# livescan what states require them to get licensced



## dreamthis (Feb 17, 2008)

I am in california and wanted to know what states require a live scan to get emt-b license.Do you need it for nremt test or for after you pass to apply for state license?


----------



## JPINFV (Feb 17, 2008)

You only need it for your county license and your ambulance drivers certificate [through the DMV] for California.


----------



## dreamthis (Feb 17, 2008)

Do you need it in all counties in and out of california


----------



## james (Feb 17, 2008)

what is live scan and does only go for cali ems


----------



## dreamthis (Feb 17, 2008)

Livescan is a thorough fingerprint and national database search for criminal background ,as far as i know . What i dont know is how far back they go and what they are looking for as far as disqualifying a person from getting an emt-bstate license.Any answers anyone?


----------



## roxychick (Feb 17, 2008)

i think they look for criminal histories, background check, credit check and such. If you haven't committed a crime then I believe theres really nothing to worry about. when i did mines I had to get one to get the county cert and another one for the dmv for my ambulance cert. i'm not sure if you will need to have it redone if you want to transfer to another state but when you do get one here in san diego or any other place they will give you a receipt/document that you keep...perhaps you can just show that as evidence that you have done a livescan and such.


----------



## JPINFV (Feb 17, 2008)

dreamthis said:


> Do you need it in all counties in and out of california



You need it in *most* but not *all* counties in California. There was a big controversy last year regarding this because you don't have to be licensed in the _county that you work in._ (note: Some counties, like Orange County, have it set up so that you essentially have to be certified in county due to the county's "Ambulance Attendant license") Due to that, there were people going 2-3 counties away to one of the few that didn't require a Live Scan to avoid the requirement.

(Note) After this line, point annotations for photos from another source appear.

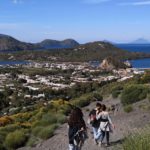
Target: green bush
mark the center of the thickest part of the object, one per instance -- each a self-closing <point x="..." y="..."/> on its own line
<point x="137" y="141"/>
<point x="128" y="108"/>
<point x="97" y="96"/>
<point x="47" y="119"/>
<point x="15" y="139"/>
<point x="133" y="93"/>
<point x="61" y="118"/>
<point x="47" y="132"/>
<point x="32" y="141"/>
<point x="115" y="94"/>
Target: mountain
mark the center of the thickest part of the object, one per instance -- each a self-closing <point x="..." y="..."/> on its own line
<point x="140" y="41"/>
<point x="111" y="63"/>
<point x="95" y="51"/>
<point x="10" y="43"/>
<point x="54" y="44"/>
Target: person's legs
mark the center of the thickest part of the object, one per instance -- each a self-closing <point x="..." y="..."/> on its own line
<point x="107" y="137"/>
<point x="102" y="136"/>
<point x="71" y="147"/>
<point x="95" y="132"/>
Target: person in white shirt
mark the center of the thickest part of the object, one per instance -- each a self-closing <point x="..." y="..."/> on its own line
<point x="106" y="125"/>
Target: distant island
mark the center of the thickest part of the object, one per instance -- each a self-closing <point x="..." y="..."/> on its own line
<point x="8" y="43"/>
<point x="140" y="41"/>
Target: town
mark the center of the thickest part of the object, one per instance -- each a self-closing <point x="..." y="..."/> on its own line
<point x="22" y="86"/>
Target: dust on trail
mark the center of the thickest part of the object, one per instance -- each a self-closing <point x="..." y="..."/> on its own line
<point x="124" y="123"/>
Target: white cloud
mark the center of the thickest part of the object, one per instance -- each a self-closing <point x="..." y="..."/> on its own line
<point x="7" y="26"/>
<point x="138" y="3"/>
<point x="95" y="1"/>
<point x="17" y="1"/>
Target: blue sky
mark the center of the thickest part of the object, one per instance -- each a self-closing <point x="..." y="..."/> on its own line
<point x="82" y="20"/>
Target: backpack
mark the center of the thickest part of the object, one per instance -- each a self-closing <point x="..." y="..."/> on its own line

If it hasn't already, expect the rules regarding Live Scan to change relatively soon. 

Of course the DMV is going to require a separate Live Scan for the driving certificate regardless of which county you live in.


----------



## amonteve (Feb 18, 2008)

I called CA DMV the other day to ask if I needed a separate Livescan in addition  to the one I filed with the county. The guy I talked to led me to believe that I just needed to bring in one of the copies of my county Livescan request. His tone was not convincing though. Is he right or do I need to go get a second one  done that will be reported directly to DMV?


----------



## roxychick (Feb 18, 2008)

amonteve said:


> I called CA DMV the other day to ask if I needed a separate Livescan in addition  to the one I filed with the county. The guy I talked to led me to believe that I just needed to bring in one of the copies of my county Livescan request. His tone was not convincing though. Is he right or do I need to go get a second one  done that will be reported directly to DMV?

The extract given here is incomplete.